Seorang berseragam tadi mendekati Mariana dan menuntunnya ke panggung. Dua perempuan cantik sedang menunggunya di rostur masing-masing sambil memegang piala.
Mariana berusaha tenang. SsIa berlutut di depan kedua anak perempuan itu bergantian, menciumi keningnya dan memeluknya erat. Hatinya sedang dibuai haru.
"Terima kasih, Tirta," katanya sambil memeluk perempuan bermata bola indah itu.
"Terima kasih, Bulan," katanya lagi kepada perempuan berambut ikal itu.
Mariana berdiri. Ia diharuskan memberi ucapan sepatah dua kata. Ia diberi mikrofon.
"Hanya Tuhanlah yang memberiku bahagia seperti saat ini. Ini anugerah Tuhan kepada Tirta dan Bulan." Mariana mengakhiri sambutannya. Kini wanita berumur empat puluh lima tahun itu merasa dirinya ringan tanpa beban. Saat Mariana ingin turun dari podium, ia ditahan oleh pembawa acara. "Sebentar, Bu."
Mariana lalu dibimbing agar berada di antara Tirta dan Bulan.
Seorang bapak yang berpakaian rapi dari tempat duduk paling depan berjalan menuju panggung. Ia lalu menerima sebuah papan kecil seukuran TV 14 inchi untuk diberikan kepada Tirta dan Bulan. Di papan itu bertuliskan nominal angka lima puluh juta untuk hadiah Tirta dan Bulan.

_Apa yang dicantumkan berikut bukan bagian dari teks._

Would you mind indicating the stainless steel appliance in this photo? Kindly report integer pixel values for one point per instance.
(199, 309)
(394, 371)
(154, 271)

Menjelang sinar matahari melemah, ketiganya diantar pulang oleh panitia acara. Jarak kota dengan rumahnya yang jauh membuat Tirta dan Bulan tertidur. Mariana sungguh bersyukur. Sambil menikmati perjalanan, sebuah kenangan berharga sedang berkelindang dalam ingatannya.
*
Lima belas tahun yang lalu. Mariana tidak tahu, apakah ia harus bahagia atau sedih ketika mendapati buah hatinya lahir tidak sempurna. Menurut dokter yang membantu persalinannya, bayi kembar itu tertular cerebral palsy akibat infeksi rubella dari ibunya semasa hamil.